For Skye Loneragan, an award-winning artist appearing at SMHAF, the festival is the ideal platform for her latest work, a piece exploring parenthood and mental health (or as she prefers to call it ‘mind health’) Though This Be Madness. “What I’m really curious about is how we all subscribe to daily delusions in simply getting by… and what madness this is, our idea of sanity,” she explains.
It’s this idea of sanity, and what we as a society believe to be sane that forms the core of this work for Loneragan, as she believes it's these beliefs and labels that can be more detrimental to our minds and views.
“Given that so much of what we deem sane directly damages our mental health, and our survival on this planet, how can we soothe each other? How can we stay connected and is staying connected key to feeling better?”
The subject of mind health and the mind itself is something that interests Loneragan, especially in how it relates to the words we use to describe it and our ideas of what it actually is, and how artists can respond to it.
“Exploring matters of the mind, and ‘mind health’ is intriguing to me – I think any idea of acknowledging it might be related again to the stigma surrounding that phrase ‘mental health’. Would we ask someone exploring how their mind works to acknowledge they are exploring how their mind works? And surely if we all have a mind, then we are all complicit in creating our reality. Would we ask someone exploring diabetes to acknowledge they are dealing with diabetic themes, or someone exploring the concept of cancer or the story of a loved one suffering from cancer… would we ask them to acknowledge the cancer themes in their work?”
For Loneragan, the chance to stage Though This Be Madness at the festival allows her the opportunity to understand and work through past experiences with mind health and attitudes towards it, while sharing it with others.
“I’m trying to make sense of a whole bunch of experiences with close family members who wrestle with their own quest to make sense of the world and ill-health.

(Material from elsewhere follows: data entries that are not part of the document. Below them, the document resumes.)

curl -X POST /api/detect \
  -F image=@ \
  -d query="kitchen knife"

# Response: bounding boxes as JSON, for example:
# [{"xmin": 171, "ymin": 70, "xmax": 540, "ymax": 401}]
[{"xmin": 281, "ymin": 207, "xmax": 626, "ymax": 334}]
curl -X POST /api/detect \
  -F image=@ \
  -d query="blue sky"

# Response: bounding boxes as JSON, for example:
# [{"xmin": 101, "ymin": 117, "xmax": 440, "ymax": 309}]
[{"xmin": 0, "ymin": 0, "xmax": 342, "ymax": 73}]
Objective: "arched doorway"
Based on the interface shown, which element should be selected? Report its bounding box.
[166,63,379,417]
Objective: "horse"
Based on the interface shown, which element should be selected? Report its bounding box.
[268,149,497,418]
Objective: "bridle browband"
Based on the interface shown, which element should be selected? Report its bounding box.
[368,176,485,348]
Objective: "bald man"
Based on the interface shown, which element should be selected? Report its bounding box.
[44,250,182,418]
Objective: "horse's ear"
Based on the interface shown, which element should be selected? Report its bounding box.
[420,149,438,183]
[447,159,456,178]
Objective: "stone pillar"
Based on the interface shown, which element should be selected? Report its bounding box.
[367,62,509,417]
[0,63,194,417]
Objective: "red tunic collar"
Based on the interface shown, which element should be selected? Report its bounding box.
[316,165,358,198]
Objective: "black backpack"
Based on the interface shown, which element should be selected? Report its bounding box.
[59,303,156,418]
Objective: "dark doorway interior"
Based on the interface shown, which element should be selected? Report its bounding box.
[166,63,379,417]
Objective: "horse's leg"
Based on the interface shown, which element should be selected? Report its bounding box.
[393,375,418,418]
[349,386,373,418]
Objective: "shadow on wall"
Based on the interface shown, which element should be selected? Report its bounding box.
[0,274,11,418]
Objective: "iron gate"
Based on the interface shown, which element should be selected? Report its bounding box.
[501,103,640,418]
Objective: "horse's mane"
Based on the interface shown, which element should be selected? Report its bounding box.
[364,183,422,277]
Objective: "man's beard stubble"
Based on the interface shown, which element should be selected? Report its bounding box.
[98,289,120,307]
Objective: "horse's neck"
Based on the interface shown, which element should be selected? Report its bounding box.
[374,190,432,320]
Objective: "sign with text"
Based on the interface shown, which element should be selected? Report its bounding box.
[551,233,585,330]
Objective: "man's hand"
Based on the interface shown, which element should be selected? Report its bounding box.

Life just keeps knocking this theme on the head for me and I want to be able to speak out, freak out, share a laugh, a sigh, some provocations and some new perspectives through this frame of new mature-age motherhood.”
For Aldam, the festival has proven to be a very positive experience for everyone who attends, from the artists who create and perform new work, to the audiences that come along to events to watch and share that experience with them. Which, as she points out, can be a highly transformative experience for everyone involved.
“We know that engaging in the arts, at every level, has a positive impact on wellbeing. Artists involved in the festival have also shared that the process of creating personal work about mental health can be a cathartic one which has a positive impact on their own mental health.”